Now I’ve got your attention, the situation can actually be saved…
Our main goal for v8 (in Turkish) was to balance the dataset - while increasing text & voice corpora. Therefore, in our campaign, we emphasized the importance of demographic data.
This is from v7.0 dataset:
And this is from the new v8.0:
These are from validated.tsv record distributions. As you can see records without demographic data increased, despite our efforts (see blank rows/columns).
This is already an issue in CorporaCreator, see:
In v7.0 Turkish dataset we had 26 such persons affecting 1,327 recordings, in v8.0 this increased to 79 persons and 10,577 recordings !!!
Two possible causes:
-
The following bug caused deletion of demographic data, I was alert on that and it happened:
https://github.com/common-voice/common-voice/issues/3353 -
CV kicked people out many times a day after the server upgrades in late October.
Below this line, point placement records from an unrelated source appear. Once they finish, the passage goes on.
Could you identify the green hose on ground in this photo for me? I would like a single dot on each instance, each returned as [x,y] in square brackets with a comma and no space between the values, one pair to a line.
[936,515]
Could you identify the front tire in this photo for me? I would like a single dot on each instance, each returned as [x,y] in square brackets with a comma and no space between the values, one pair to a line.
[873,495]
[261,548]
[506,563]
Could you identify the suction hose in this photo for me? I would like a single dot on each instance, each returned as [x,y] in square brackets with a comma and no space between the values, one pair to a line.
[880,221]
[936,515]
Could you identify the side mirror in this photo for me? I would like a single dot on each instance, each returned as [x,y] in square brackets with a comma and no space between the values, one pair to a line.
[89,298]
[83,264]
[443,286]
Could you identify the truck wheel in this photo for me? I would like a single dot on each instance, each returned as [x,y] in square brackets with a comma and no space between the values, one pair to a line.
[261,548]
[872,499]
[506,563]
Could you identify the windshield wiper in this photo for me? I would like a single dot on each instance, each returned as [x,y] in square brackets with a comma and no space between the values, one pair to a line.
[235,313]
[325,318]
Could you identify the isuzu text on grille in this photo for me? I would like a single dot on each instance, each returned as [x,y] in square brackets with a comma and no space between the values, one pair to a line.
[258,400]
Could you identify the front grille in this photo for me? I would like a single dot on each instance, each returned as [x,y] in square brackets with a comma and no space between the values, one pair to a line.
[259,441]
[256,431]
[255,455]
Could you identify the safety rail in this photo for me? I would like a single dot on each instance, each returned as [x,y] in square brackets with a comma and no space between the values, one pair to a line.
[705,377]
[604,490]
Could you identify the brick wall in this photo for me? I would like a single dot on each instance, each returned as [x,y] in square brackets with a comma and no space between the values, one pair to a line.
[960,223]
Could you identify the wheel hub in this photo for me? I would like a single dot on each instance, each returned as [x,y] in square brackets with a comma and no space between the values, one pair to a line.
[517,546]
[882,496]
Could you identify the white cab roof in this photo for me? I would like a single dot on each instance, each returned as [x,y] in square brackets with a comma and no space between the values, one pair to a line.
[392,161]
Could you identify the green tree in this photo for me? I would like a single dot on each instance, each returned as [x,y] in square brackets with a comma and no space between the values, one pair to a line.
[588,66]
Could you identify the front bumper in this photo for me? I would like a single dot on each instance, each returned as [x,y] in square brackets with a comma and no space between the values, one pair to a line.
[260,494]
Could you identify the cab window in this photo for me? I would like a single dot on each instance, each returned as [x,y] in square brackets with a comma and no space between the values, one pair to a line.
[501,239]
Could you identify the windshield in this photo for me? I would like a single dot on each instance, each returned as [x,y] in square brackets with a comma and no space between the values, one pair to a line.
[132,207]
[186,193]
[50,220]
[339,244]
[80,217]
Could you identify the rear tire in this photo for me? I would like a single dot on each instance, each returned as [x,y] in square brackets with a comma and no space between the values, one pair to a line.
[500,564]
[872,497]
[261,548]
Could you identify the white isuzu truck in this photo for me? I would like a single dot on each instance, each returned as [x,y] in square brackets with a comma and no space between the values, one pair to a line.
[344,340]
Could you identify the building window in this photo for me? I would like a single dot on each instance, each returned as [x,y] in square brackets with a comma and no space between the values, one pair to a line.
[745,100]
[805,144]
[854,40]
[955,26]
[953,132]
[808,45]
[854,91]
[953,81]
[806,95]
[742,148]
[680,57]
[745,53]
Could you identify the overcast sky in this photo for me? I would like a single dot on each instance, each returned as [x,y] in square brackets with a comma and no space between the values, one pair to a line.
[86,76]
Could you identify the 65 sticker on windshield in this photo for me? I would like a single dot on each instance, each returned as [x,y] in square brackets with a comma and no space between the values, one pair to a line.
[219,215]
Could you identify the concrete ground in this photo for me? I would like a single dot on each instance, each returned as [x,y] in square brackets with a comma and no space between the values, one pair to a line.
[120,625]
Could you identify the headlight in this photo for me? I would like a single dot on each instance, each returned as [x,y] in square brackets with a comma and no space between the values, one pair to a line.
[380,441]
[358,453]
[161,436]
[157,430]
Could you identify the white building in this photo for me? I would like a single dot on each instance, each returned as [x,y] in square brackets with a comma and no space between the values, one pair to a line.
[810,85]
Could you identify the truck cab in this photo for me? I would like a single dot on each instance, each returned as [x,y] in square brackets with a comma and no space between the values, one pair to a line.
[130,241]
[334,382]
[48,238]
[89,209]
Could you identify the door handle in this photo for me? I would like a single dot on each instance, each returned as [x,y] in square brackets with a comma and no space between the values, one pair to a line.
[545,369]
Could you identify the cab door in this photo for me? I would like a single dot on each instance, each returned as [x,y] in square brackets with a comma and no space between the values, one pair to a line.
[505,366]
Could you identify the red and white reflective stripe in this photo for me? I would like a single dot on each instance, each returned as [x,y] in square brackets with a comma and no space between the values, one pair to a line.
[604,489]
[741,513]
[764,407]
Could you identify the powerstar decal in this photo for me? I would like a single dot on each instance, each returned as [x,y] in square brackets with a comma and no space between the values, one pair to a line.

People might be tired of logging in and kept recording without logging.
I calculated 16.73% of the above 32.36% in the v8.0 dataset can be corrected, leaving only 15.63% without actual demographics (these numbers are for gender, but should be similar for age).
Please be aware of this if you are using demographic info in your own splits/trainings.
To remedy:
- Issue in CorporaCreator should be resolved (it’s effect is cumulative).
- Less automatic logouts
- Easier login system (see: https://github.com/common-voice/common-voice/issues/3393)
- Warn your community to re-check/re-fill their demographics info.